The research areas are broad and interdisciplinary, Kreps said, bringing together faculty and student researchers with backgrounds in computer science, epidemiology, information science and social sciences to study issues including COVID-19 vaccine preferences, misinformation in the political and medical space, and the potential uses and misuses of AI in political communication.
“Tech labs at other universities [Kreps has identified four worldwide] start from the perspective of the technology and deal with politics as an afterthought,” said Kreps, who has worked in tech policy for two decades. “We’re starting this from observations about the ways that politics have been disrupted by technology – and also taking the technology part seriously.”
The Tech Policy Lab is unique not only for its focus on political institutions, but also for its emphasis on undergraduate involvement, Kreps said. Undergraduate researchers, most of them through a collaboration with the Milstein Program in Technology and Humanity, are at the heart of the lab’s research and public engagement.
In fall 2020, undergraduate researchers worked on two inaugural projects, said Julie George, a doctoral student who studies emerging technologies and mentors the lab’s undergraduate researchers.
Members of one group studied Twitter and the China-based platform Weibo. They compared levels of misinformation about the COVID-19 pandemic on the two platforms by scraping data from January and February 2020 and using machine learning to analyze it.
Members of another group used GPT-3, a language prediction model that generates human-like text using deep learning, to assess and counter social media content concerning COVID-19 vaccines.

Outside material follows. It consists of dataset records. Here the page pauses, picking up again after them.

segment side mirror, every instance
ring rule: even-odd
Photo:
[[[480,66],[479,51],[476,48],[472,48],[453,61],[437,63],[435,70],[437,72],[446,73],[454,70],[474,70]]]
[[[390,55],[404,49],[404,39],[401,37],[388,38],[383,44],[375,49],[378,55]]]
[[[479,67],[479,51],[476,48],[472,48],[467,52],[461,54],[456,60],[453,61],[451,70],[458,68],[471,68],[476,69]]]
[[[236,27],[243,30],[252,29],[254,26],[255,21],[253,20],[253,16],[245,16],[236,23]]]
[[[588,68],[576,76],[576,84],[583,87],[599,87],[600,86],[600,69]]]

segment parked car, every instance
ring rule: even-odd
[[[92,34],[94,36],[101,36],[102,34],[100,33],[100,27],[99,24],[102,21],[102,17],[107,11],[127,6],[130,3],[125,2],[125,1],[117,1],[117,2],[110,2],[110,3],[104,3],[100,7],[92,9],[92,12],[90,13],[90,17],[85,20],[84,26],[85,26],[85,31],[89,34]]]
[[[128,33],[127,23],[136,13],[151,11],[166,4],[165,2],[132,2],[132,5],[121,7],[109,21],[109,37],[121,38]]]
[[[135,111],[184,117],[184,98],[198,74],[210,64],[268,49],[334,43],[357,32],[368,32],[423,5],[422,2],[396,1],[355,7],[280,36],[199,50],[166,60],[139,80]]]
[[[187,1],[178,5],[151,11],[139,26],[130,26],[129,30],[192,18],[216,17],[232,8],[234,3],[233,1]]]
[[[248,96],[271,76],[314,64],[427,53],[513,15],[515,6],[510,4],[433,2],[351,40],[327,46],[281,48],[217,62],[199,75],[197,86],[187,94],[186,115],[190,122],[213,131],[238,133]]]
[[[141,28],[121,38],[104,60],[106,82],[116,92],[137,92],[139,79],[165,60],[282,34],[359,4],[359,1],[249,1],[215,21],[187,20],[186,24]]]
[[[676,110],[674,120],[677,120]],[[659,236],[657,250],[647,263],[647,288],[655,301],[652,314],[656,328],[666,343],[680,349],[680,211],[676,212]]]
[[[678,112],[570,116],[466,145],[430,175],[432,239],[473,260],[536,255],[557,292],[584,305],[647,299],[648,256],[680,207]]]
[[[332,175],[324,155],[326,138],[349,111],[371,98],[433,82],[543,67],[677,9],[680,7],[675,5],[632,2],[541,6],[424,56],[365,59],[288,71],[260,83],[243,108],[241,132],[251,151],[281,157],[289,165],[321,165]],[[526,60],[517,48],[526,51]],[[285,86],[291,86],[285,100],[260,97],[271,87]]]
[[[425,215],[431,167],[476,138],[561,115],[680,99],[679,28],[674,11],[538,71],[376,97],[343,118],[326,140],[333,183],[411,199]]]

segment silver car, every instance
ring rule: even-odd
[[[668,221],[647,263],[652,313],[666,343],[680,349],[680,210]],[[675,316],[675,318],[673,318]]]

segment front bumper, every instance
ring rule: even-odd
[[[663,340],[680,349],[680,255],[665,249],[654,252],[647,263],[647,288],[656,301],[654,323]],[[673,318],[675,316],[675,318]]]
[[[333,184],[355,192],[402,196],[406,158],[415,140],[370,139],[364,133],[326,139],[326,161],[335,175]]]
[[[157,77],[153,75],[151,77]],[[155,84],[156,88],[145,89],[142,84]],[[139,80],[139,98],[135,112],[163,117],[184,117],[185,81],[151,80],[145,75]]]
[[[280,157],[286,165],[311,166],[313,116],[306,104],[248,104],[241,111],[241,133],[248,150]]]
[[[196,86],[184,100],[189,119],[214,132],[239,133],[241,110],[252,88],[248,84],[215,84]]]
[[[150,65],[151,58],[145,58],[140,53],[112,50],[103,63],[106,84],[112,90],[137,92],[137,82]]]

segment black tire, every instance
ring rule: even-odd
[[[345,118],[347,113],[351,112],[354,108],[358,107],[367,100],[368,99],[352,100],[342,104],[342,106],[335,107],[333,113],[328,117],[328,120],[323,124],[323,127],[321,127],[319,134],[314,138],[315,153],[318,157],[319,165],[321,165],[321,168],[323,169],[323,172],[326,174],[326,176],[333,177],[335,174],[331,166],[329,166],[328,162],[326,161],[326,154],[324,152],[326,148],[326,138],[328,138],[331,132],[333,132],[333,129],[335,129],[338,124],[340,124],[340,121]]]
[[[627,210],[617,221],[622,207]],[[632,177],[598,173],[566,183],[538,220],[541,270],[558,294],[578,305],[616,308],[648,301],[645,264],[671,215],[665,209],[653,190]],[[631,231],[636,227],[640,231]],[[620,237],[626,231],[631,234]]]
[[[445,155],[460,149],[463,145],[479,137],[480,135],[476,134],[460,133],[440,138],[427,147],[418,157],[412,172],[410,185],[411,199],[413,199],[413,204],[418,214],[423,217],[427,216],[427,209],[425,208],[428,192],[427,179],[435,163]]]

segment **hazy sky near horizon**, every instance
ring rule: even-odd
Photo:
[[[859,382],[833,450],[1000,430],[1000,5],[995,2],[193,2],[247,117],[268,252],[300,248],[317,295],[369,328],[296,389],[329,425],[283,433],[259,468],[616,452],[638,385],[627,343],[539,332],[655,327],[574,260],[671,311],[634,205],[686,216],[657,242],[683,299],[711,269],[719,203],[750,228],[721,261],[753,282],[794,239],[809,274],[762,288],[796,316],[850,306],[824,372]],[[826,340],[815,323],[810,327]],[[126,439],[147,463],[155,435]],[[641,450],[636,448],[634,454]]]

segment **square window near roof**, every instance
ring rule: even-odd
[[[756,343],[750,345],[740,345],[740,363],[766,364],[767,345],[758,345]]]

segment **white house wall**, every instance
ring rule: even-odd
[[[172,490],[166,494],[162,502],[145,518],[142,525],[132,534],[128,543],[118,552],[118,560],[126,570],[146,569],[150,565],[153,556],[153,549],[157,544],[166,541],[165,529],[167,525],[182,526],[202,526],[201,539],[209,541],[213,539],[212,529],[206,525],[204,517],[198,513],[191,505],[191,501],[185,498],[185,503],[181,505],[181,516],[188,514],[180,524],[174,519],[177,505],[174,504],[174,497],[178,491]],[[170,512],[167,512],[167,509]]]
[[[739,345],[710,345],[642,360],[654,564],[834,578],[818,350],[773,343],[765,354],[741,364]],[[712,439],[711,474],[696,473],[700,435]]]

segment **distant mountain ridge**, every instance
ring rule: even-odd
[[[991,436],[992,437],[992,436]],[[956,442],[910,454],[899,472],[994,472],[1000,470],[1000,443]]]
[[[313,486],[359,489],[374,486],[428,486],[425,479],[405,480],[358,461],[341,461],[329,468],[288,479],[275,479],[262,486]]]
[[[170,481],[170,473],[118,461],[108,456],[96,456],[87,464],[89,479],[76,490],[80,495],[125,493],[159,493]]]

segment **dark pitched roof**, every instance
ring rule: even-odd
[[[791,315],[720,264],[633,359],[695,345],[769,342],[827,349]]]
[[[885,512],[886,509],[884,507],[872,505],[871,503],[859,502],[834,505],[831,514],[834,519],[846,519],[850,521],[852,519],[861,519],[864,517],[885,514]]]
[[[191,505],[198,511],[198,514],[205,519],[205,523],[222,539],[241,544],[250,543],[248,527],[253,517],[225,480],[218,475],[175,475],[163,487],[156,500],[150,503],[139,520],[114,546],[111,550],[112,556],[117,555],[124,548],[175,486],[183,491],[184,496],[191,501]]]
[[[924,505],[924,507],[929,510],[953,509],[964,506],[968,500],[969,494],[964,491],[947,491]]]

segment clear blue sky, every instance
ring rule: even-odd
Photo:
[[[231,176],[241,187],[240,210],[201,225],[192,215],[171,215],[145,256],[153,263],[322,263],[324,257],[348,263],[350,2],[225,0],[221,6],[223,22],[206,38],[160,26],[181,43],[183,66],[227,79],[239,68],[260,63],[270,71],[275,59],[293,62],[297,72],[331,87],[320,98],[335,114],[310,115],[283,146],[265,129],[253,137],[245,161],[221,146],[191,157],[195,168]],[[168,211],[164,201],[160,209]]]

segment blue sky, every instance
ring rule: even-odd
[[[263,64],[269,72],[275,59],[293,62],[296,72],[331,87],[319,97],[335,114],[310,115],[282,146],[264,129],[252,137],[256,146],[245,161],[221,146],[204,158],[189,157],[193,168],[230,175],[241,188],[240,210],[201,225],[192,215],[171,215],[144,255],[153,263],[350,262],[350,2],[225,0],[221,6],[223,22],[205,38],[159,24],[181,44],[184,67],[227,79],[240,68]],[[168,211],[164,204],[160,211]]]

“The work we’ve done over the past couple months has been fascinating and thought-provoking and, I think, really relevant to the time we’re living in, especially the pandemic,” George said.
“Much of our attention is on politics and political representation and how political leaders and constituents interact with each other, a lot of it through social media,” Kreps said. By studying social media, researchers learn how AI natural language models such as GPT-3 can be used to both interfere with and enable government processes, she said.
In research published in 2020 in the Journal of Experimental Political Science and summarized in a Brookings Institution TechStream post, Kreps showed how natural language AI model GPT-2 allows political actors to synthetically generate text in ways that mimics the style and substance of human-created news stories. They found that people are mostly incapable of distinguishing between text generated by humans and that generated by AI.
These findings have implications in understanding AI in online misinformation campaigns, Kreps said, because the technology potentially allows malicious actors to generate inauthentic content at scale.
During the spring 2021 semester, teams of Tech Policy Lab undergraduates are creating two specific applications that incorporate insights from the lab’s previous research, Kreps said: a phone app aimed at the general public, and a tool for elected leaders.
“We’ve grown to a point where we have two different divisions: the research side and the industry side,” Kreps said. “That’s exciting because we are taking ideas from the research and bringing them into something that’s concrete and tangible.”
The lab’s work has already had an impact on policy decisions: AI policy research on contact tracing apps and COVID-19 surveillance by Baobao Zhang, Klarman Postdoctoral Fellow and member of the Tech Policy Lab, was used by a U.S. Senate report in July 2020.
Kreps said she expects real-world solutions to develop out of undergraduate innovation coming from this lab. The current projects are just the beginning of what the lab can do, she said, and efforts are underway to scale up.